When I wrote for TMC, market/industrial analysis was my niche.  Unfortunately the truth behind that style of analysis is it's a metric butt-load of work try and roll that analysis for every investigation or report.  Every major article I wrote for TMC took weeks to fetch, crunch, build charts, and publish.  And despite all that work, I was always outclassed for pageviews/comments by editorial work, or ALOD content.  I never received a best-of-the-month bonus on any article I produced (though I always ranked in the top 5 articles for months I wrote for them).

Now, I'm sure the issue has to do with the reactionary nature this level of analysis requires.  It's a serious undertaking to try and strike while the iron is hot on news like Burn Jita when the goal is serious analysis.  People want to know about the future, and really don't care about the past, when it comes to market analysis (no matter how periodic EVE data tends to be).

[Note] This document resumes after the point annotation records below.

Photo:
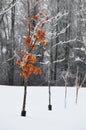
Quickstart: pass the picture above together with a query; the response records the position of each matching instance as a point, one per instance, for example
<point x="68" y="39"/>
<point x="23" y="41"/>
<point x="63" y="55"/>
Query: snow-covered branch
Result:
<point x="10" y="6"/>
<point x="63" y="42"/>
<point x="59" y="60"/>
<point x="51" y="35"/>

The part that has me riled up is the "Why isn't there a Jim Cramer of EVE?" question.  I find this frustrating because I don't think the people asking it realize the true depth of analysis that is run on the IRL markets versus the EVE ones.  Though I'll gloss over the part about EVE != IRL because of things like lack of credit, and no derivatives/futures markets, and our trade is purely in commodities.  Instead, I don't think people understand the difference between the level of spreadsheet-jockeying that is commonplace in EVE versus what it really takes to run a show like Mad Money.  No one is doing indicator analysis, no one has rolled up machine learning algorithms to suss out interplay between items, no one is plugging RSS news feeds into a bot to automate predictions.  Instead, any serious analysis either requires painstaking time investment, or years of "gut tuning" to be able to play any truly speculative market game.

I know what the bulk of EVE actually wants out of a market show: Push-Button Receive-Bacon trading advice.  They want to be able to tune in, and within 15-30mins be told which secret item du juor will make them space rich.  The reality is that quality of tool does not remotely exist in EVE today.  And though developing tools for this Prosper Show will probably get us to a place like the high-frequency robot traders of IRL, the journey there is going to take quite a lot of development and time.

To those providing critical feedback, I do hear you.  I will be working to tighten up the show to add more value for the time frame I'm committed to (~40min/wk).  I will be adding and removing segments to better serve up the info that is most important, and try to dig into the gross trends so everyone can get what they want out of it.  But know that unless others join me in a market analysis arms race, the breadth and quality of information will never be able to deliver "CNBC for EVE".